Writer Joan Schenkar Entices Fordham With “Talented” Patricia Highsmith Biography

By DAVID GONZALEZ

Published February 18, 2010

“This is a history of the most dangerous imagination of the last half of the twentieth century.” During her presentation and Q&A in LL 502 on Feb. 3 on her new book “The Talented Miss Highsmith,” biographer Joan Schenkar repeated this phrase to emphasize how unusual her chosen subject was. According to Schenkar, Patricia Highsmith, the author of “Strangers on a Train” and creator of the famous Ripley character from works such as “The Talented Mr. Ripley,” was constantly staging murders in her head, such as that of her stepfather, but would never have murdered anyone else due to her fear of the sight of blood.

Immediately, she tells her audience that Highsmith is not a typical writer, and it only gets more interesting after that.

Highsmith’s imagination is dangerous because it is unique, and yet reflective of a reality where not every murder is solved. To clarify what she meant, Schenkar stated that “[Ripley] was the first American criminal who was successful in his work.” Ripley succeeds despite the fact that in most crime and noir stories, the criminals are punished for their actions in order to establish a sense of justice. By getting away with murder, Ripley defies readers’ expectations of karma in fiction, that a bad act has to lead to death, physical prison, or prison of the mind. It takes a truly unique mind to defy conventions and a dangerous one to go against the standards of society

While Highsmith lived in a time where homosexuality was never mentioned by name, she was apparently well known for seducing several women in cities like New York. Of note is the fact that Schenkar says that she was both “lesbian and misogynist.” Perhaps this is why, when Schenkarwas asked what Highsmith had to say about gay rights, her answer was a simple “Nothing.” However, she did write “The Price of Salt” (under a pseudonymn), a lesbian romance which is the only book of Highsmith’s that does not have a murder. Of it, Schenkar said it was the “only book in which Highsmith chose to write… as a woman.” Crime writers tend to be men as “darkness has never been the province of women writers,” so writing an unusual lesbian romance was seen as more normal for Highsmith.

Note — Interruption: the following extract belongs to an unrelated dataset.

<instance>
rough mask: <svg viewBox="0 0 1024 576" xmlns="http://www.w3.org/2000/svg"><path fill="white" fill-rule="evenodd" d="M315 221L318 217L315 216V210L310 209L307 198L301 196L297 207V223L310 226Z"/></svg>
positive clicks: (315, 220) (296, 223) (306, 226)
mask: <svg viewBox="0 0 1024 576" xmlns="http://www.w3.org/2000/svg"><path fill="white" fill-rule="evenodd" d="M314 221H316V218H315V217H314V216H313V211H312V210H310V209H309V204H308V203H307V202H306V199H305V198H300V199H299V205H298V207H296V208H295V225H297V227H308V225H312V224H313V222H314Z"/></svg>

Although Schenkar obviously knows a great deal about Highsmith (she even says she knows her better than her friends did), she never actually met her. Her knowledge is simply the result of almost eight years of research. Lenny Cassuto, associate professor of English, said in his introduction, “Just immersing yourself does not mean that you can emerge to tell the tale,” but Schenkar’s book has received very positive reviews, which suggests that the time was well spent. Schenkar said that she “had to write an entirely new form of biography” centered around Highsmith’s obsessions in order to tell a well structured tale. This was obviously a labor of love despite the fact that Highsmith was anti-Semitic and Schenkar is Jewish and had to read her hateful comments in her diaries. Through an interesting presentation, Schenkar was able to stir up interest for her new book even for audience members that were only slightly familiar with Highsmith.